Conference points to new era in science diversity
| 20 October 2005
Berkeley's Biology Scholars Program (BSP) has been recognized as one of the most successful science-diversity programs in the country. To help others replicate that success on other California campuses, the program recently hosted the first of five conferences devoted to "The Science of Diversifying Science."
"What we have done is to close the minority performance gap," said BSP Director John Matsui during his opening remarks at Alumni House on Oct. 7. He cited data from 2003 showing that minority BSP members, despite having lower high-school GPAs and SAT scores than non-minority students, graduate in biology with statistically similar GPAs and at the same rate. "That is a remarkable feat at a place like Berkeley," he said.
Achieving the same results at other campuses will require major changes in the way programs are designed, implemented, and evaluated, Matsui said, noting that "diversity work today is using an eight-track-tape approach in an iPod era." Even BSP's published analysis is only the beginning, he said: "We still need to know what about BSP is working, and for whom."
Of BSP's 450 current students, 60 percent belong to underrepresented minority groups and 70 percent are women. The program provides a long list of services to its members, including study groups, paid research internships, and academic advising.
The conference's keynote speaker encouraged those starting new programs or looking to enhance existing ones to form partnerships that will help them determine which aspects of their programs work. "Take a social scientist to lunch," said Patricia Gándara, a professor of education at UC Davis who has studied diversity programs across the U.S. "The folks in science fundamentally do science. It's not their job to design the kind of rigorous evaluations we need to take the next very overdue step."

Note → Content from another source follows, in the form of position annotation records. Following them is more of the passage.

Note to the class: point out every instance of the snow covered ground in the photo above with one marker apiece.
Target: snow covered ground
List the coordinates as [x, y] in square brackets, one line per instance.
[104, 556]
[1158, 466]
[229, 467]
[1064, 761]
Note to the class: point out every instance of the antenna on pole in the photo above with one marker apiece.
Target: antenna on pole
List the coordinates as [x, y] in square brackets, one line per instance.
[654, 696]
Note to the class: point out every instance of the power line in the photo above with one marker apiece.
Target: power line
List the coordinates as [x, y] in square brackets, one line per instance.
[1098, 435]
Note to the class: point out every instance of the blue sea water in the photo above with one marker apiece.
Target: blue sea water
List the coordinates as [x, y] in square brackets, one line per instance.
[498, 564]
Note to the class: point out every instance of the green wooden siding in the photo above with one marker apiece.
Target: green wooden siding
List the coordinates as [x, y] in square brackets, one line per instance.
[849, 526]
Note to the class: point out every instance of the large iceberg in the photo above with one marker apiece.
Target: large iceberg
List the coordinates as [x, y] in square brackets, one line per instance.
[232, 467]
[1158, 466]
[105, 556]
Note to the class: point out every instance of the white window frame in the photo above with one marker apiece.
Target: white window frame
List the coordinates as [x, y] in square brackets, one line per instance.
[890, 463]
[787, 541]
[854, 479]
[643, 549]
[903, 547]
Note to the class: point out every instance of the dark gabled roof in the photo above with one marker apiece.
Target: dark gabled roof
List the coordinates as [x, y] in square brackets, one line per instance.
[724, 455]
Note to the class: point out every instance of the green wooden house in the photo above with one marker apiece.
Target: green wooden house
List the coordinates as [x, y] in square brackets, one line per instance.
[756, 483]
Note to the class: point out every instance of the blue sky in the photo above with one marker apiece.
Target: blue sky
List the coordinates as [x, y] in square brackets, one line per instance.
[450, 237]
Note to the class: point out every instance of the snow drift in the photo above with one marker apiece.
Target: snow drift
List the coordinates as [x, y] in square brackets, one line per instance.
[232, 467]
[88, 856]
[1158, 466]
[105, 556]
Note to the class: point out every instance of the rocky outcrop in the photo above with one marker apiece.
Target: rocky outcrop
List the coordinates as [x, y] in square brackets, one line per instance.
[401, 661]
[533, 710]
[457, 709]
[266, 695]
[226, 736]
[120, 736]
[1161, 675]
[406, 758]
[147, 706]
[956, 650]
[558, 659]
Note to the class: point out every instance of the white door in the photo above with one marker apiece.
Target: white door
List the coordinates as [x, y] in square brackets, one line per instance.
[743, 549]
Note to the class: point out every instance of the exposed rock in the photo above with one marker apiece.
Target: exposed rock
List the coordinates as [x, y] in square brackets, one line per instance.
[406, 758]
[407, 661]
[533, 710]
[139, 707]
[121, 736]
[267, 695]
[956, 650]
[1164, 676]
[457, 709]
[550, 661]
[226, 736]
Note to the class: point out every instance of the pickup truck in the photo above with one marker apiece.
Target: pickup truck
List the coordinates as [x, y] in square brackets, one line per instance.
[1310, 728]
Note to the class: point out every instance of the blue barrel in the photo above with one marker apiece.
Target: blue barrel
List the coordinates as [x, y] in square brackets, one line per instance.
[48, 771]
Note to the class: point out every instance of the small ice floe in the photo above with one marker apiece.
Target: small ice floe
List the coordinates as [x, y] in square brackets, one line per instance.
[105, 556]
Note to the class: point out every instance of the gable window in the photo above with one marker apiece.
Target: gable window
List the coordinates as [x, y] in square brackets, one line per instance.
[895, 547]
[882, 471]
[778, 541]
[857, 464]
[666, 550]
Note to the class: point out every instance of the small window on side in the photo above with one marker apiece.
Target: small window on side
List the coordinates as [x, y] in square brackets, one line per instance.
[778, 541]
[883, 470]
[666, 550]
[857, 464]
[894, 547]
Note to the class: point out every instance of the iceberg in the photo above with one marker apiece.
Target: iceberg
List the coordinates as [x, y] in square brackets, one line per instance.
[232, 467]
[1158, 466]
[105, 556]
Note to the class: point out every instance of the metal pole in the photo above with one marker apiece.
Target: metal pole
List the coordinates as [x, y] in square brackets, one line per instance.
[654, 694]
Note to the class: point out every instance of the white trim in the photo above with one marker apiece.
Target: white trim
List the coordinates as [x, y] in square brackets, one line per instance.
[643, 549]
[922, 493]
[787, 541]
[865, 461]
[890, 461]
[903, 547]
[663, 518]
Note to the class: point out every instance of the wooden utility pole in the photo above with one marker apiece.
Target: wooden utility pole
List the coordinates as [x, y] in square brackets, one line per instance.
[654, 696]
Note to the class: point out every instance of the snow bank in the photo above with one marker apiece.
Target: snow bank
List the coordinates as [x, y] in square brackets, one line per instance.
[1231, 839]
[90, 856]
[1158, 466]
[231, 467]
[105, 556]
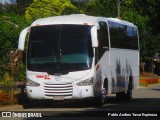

Gándara has shown in her research that most science-diversity programs don't evaluate aspects of their programs at all, and the few that do have not done so thoroughly. This results in the wasting of precious resources, she said: "We have got to get a lot smarter about which elements of science-diversity programs are absolutely critical if we want to use our funds in the most effective way possible."
Since its inception in 1992, BSP has been funded by the Howard Hughes Medical Institute and housed within the Department of Molecular and Cell Biology. The program was awarded a $5.6-million grant from the Gordon and Betty Moore Foundation in November to expand its staff and formalize a pathway within the program that serves students planning to go on to medical school. BSP's series of conferences is sponsored by the Moore Foundation.